Interaction Bias on Spreading Dynamics

June 12, 2019

On May 7th, 2019, second-year PhD student Matteo Neri presented his project, "Effect of interaction bias on spreading dynamics over networks".

His motivation comes from the interaction bias observed in online social networks. Nowadays, the majority of the news and information we consume comes from online platforms, where they are selectively displayed by algorithms designed to maximize our use of the platform. That means that the posts that are shown to us are chosen based on the attributes the algorithms assign to us. The posts from our friends and contacts who are more similar to us have a higher probability of being shown on the news feed. Similarly, contents similar to what we have already rated positively have a higher probability of being shown. Therefore, we most of the time come in contact only with posts that correspond to our own opinion and taste. This is called intrinsic bias, and reinforces the effects of homophily (i.e. the tendency to connect to people that are similar to ourselves), which is naturally present in social networks. 

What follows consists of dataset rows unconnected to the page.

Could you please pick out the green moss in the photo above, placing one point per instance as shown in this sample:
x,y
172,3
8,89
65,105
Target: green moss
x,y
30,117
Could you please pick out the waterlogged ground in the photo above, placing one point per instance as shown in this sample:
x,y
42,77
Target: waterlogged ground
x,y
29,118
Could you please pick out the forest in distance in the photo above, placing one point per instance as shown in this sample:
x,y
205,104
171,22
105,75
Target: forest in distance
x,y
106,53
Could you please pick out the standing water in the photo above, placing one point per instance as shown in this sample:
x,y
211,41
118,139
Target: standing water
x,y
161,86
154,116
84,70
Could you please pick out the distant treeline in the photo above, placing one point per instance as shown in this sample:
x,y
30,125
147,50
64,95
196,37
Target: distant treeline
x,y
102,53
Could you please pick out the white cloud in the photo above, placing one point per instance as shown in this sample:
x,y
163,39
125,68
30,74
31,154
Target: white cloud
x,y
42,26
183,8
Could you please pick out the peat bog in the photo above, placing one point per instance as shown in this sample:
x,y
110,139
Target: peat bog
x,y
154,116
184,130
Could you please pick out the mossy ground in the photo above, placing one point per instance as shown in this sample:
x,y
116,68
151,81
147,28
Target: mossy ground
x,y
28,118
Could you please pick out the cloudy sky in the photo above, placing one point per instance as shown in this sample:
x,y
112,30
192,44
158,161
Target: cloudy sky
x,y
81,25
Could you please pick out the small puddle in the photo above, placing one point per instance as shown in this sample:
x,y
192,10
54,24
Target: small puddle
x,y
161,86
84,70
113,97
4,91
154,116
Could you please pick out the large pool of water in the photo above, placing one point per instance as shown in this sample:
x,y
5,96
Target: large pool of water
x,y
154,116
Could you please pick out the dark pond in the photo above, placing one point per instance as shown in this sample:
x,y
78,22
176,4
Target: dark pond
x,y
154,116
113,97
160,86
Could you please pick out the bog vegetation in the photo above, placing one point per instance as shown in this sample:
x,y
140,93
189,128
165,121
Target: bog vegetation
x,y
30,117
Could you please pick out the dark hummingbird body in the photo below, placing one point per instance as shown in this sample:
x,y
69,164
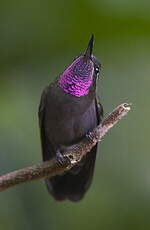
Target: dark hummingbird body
x,y
68,112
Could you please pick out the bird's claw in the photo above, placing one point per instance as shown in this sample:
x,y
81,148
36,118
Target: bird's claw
x,y
60,158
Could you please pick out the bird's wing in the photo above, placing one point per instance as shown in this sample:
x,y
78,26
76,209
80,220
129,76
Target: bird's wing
x,y
47,148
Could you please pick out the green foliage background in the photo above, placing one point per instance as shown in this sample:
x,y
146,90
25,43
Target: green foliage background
x,y
38,39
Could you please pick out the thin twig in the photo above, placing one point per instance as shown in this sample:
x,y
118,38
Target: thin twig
x,y
72,156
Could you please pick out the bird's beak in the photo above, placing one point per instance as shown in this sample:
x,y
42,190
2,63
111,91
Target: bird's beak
x,y
89,49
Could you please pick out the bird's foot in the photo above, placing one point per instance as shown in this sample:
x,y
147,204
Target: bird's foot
x,y
60,157
89,136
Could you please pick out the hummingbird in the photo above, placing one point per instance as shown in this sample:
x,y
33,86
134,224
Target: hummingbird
x,y
69,110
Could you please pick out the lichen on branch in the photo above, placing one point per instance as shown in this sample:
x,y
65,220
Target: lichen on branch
x,y
72,156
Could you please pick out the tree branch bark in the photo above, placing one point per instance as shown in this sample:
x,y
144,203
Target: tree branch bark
x,y
72,156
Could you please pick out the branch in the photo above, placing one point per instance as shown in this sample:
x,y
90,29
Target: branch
x,y
72,156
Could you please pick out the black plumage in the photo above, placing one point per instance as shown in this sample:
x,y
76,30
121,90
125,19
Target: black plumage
x,y
64,120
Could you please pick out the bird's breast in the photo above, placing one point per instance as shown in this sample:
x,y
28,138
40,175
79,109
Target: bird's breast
x,y
68,119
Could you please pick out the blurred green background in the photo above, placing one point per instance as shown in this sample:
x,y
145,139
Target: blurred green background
x,y
38,39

Matteo is interested in generalizing the concept of bias on dynamic processes on networks, and studying the effects of bias independently of the process itself. For that, he started from an existing framework for binary-state dynamics on networks, the AME. This approach is applied to cases where each node on the network can have two states. Then, it describes the way in which node states change over time, using two quantities: the infection rate, and the recovery rate. These are related to the number of neighbors of each node, and the number of infected nodes. He looked at two models:

1) the voter model, where each node changes its state (or opinion) whenever it comes in contact with a node of different opinion; and

2) the majority vote model, in which a node changes its state depending on which state is represented by the majority of its neighbors, according to a certain probability. In general, we expect that, after a certain time, whatever state or opinion was held by the majority at the beginning will spread to the whole network.

To this existing framework, Matteo added a formulation of bias, in order to study its effect. The bias was defined as a probability b that a node would disregard each one of its neighbors who have an opinion different from itself. The probability of each neighbor being selected is as shown in figure (a). If bias is zero, all neighbors are treated equally (b). If bias is one, any neighbor with a different state is excluded with probability 100% (c). In the voter mode, adding bias did not have any major effects; it only accelerated the dynamics. But in the majority vote model, he observed something quite interesting: when the bias was strong enough, the majority opinion did not take over the whole network. Instead, two parties with different opinions were formed, and persisted indefinitely. In a social network, this illustrates the fact that, when there is strong bias, the different actors in the network are so limited to contact with alters that share the same opinion with them, that they may not even be aware of the majority opinion, and as result they do not conform to it.

In the next phase of his project, Matteo is testing some additional types of models, looking at the influence of network structure in the bias effect, and considering AMEs on top of the dynamics.